Worse, at the moment? Very few people have spare cash lying around that they’re willing to spend on something fake.
^ That is the extent of my answer, and you could stop reading here if you liked and still have a fairly complete picture of my opinion here. I’ll also walk you through why I came to this conclusion.
2007-2009, When I first began my business journey.
Back in the day online business was the new thing. Everyone had a blog and some of them were even good. You’d go around several blogs just commenting and you’d do your best to post daily. Daily posts weren’t exactly “good” as a rule, but it didn’t matter because it was the start of the content creation boom and getting eyeballs was fairly easy if you could string sentences together.
An interesting thing started happening; people started businesses around helping other people get better at blogging, marketing, and business. It was also the time of the Life Coach. Lots of people we take for granted as household names now (at least, in the internet space) were just starting out or becoming popular.
A new type of business was king, then. You didn’t need a business plan or any of those stuffy traditional methods of marketing, sales, and operations. You just showed up and it rained money. Sometimes, anyway. Luck was a factor, personality was a factor, and getting attention was key.
Social Media
Fast forward some and Facebook appeared. Twitter. LinkedIn. Etc. Internet business people moved onto those platforms as well, blog posts got better because people would take more time over them and try to do something interesting. Daily social media became the new battle cry. Multiple times daily if you could stomach it.
People didn’t even remember “old” business practice by then. Besides there were so many “good” courses on starting a business, and it wasn’t that hard to be a service provider. Money flowed, and if you happened to be good at something, you could make a ton of it.
Businesses Serving Businesses Serving Businesses
What happens when you get a bunch of online entrepreneurs together making money quickly and not knowing what to do with it?
You get a lot of businesses appearing to serve those entrepreneurs.
Some were useful. Accounting, Bookkeeping, Graphics, Web Development (I have a separate rant on web design), anything that needed you to have a specialist set of skills to administer was great. These people did really well.
Some centred around training various aspects of business. Marketing, Sales, Social Media, Newsletters, Course Design, Coaching, and so on. Some were good, others were… not. It was a bit more murky. Unfortunately, if you went to one of these courses or coaches and it didn’t work for you? There was a culture of “Oh, you must not have been trying hard enough/your mindset was off/you didn’t really want it.” So then you had the beginnings of the train > fail > train conveyer belt.
Now.
What happens when people can’t afford to support that conveyer belt any more?
A couple of interesting things. First, the less skilled trainers and service providers start to struggle. Then fold. Next the moderately good ones start having difficulty finding people. If they have much in the way of business skills (the old kind), they’re probably going to be fine with some adjustments. People teaching old style business skills will probably still be fine, and their market cleared up considerably.

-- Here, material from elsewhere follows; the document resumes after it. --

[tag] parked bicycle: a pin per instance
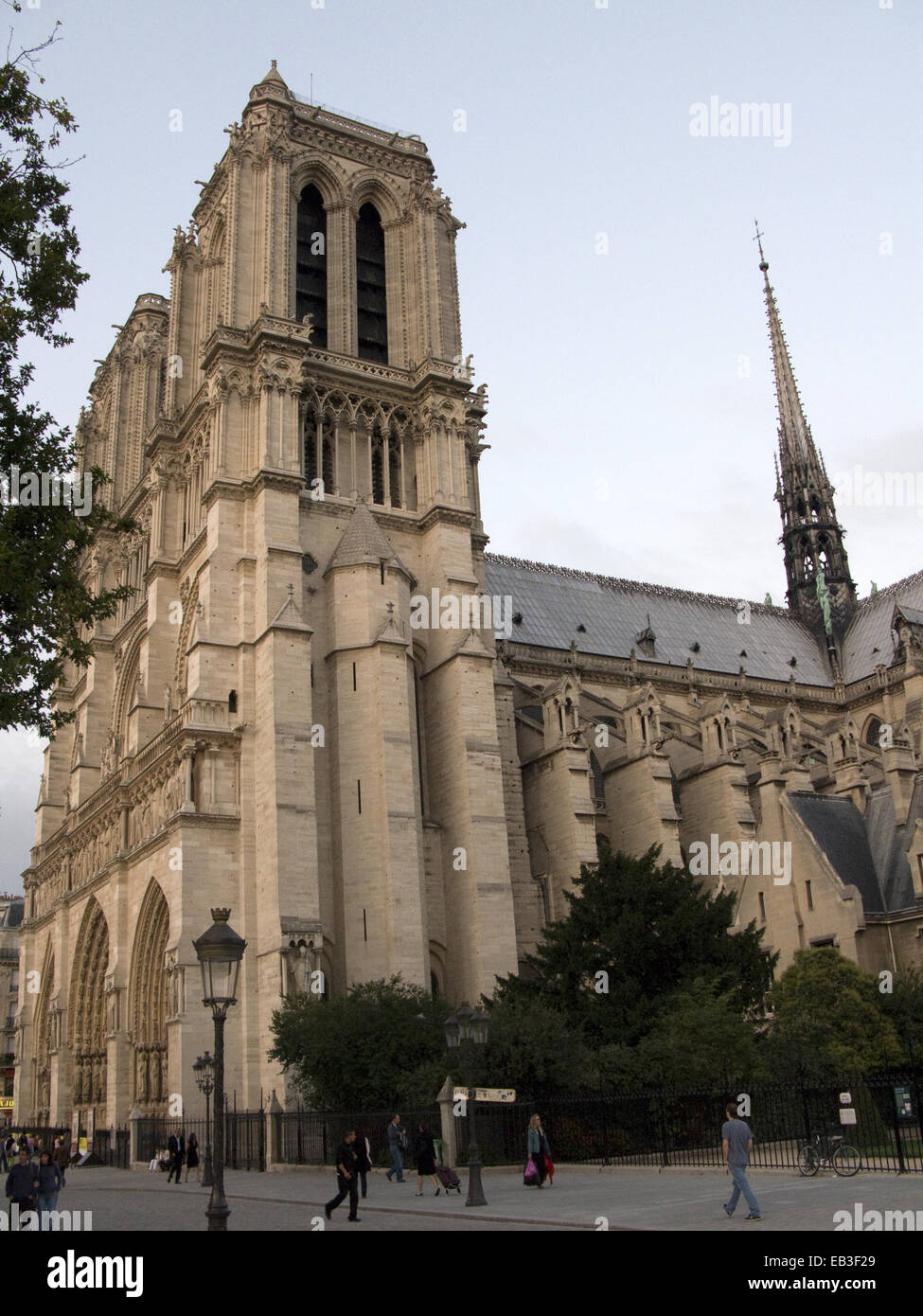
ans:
(835, 1151)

If your methods/service/products/whatever actually work well, then you’re likely to still be fine. If they do not work or only kind of work ish for certain people then the chances of that business folding are high.

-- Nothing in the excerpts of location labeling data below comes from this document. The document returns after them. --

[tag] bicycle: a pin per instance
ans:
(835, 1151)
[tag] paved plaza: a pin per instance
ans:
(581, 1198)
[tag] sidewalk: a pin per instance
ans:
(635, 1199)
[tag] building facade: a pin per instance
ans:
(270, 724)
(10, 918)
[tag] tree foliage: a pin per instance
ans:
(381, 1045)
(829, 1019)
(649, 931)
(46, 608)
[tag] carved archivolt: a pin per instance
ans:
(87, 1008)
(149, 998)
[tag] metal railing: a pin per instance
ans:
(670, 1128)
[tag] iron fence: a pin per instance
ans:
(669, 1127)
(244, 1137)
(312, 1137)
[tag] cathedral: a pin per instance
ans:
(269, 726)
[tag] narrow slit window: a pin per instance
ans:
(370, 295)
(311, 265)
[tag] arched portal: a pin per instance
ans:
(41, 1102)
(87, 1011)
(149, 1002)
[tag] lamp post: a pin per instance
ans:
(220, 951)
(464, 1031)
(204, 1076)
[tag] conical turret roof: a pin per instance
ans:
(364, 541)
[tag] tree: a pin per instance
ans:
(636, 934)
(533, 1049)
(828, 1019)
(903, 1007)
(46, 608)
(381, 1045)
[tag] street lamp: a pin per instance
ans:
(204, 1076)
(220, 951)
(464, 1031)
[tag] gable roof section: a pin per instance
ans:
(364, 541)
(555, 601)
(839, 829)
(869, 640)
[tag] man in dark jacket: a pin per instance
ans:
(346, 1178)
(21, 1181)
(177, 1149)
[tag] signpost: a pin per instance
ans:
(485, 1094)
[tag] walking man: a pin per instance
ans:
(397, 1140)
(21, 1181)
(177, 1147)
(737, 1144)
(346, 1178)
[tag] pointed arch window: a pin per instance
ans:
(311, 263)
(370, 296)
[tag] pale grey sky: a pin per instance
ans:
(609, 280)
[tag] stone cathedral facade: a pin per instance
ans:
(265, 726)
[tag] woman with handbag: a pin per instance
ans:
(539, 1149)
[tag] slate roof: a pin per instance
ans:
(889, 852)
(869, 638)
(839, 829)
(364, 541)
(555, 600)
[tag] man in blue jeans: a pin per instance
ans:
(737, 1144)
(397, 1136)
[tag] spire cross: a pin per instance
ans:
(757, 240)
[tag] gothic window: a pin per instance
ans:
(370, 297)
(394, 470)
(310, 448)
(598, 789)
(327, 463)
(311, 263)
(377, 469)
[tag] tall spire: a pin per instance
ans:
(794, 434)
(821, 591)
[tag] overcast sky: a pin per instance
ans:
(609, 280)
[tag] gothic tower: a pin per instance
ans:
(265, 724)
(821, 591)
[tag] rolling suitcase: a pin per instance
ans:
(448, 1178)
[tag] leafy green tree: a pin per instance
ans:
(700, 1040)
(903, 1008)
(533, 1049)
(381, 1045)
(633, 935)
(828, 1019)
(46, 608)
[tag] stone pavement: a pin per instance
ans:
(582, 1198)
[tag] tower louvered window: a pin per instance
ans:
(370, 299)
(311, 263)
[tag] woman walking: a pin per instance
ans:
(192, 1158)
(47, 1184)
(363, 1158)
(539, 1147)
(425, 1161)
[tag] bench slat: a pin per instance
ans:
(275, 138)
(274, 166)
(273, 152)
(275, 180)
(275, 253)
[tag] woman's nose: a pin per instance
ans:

Basically, you have to actually be good to succeed when circumstances are hard.
What has that to do with online businesses?
Simply put, many of them aren’t good. For a number of years you were able to start up alone, with only the vaguest of plans, and expect to make some sort of money for your time. You didn’t have to speak to people in person, there wasn’t a need to even consider funding, and your local chamber of commerce was an “optional extra.”

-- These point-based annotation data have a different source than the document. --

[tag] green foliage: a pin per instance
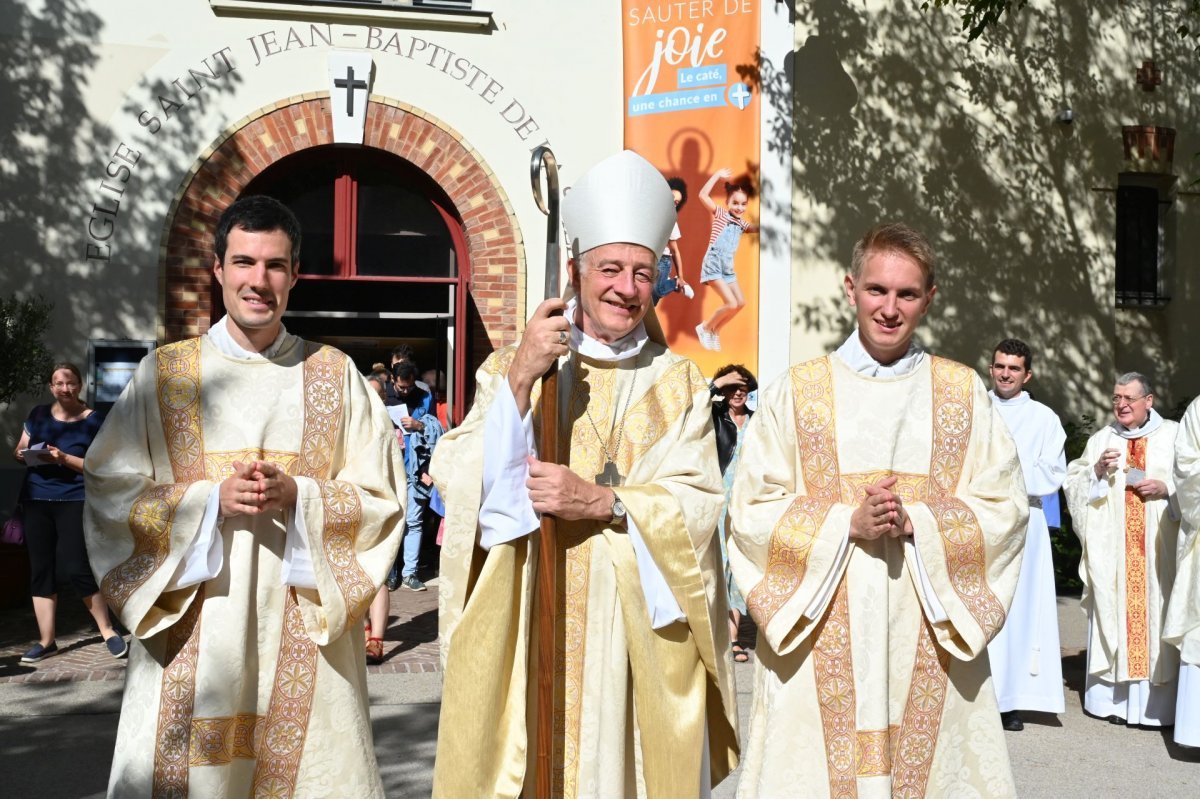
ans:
(24, 361)
(1065, 545)
(978, 14)
(981, 14)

Basically, you didn’t have to be a business. You could be a hobby, you could dabble, you could flail around and change what you’re doing every few months. That was before.
That’s not true now.
Now you need a solid foundation. To talk to people (clients, investors, peers, locals, press, etc). To have a plan and even somewhat follow the plan. To pay attention and make adjustments. To build something tangible, worth having, worth investing in, and ultimately worth believing in.
In short, you now have to be a business. Even on the internet.
And having a business is a lot harder than we’ve been led to believe over the last decade.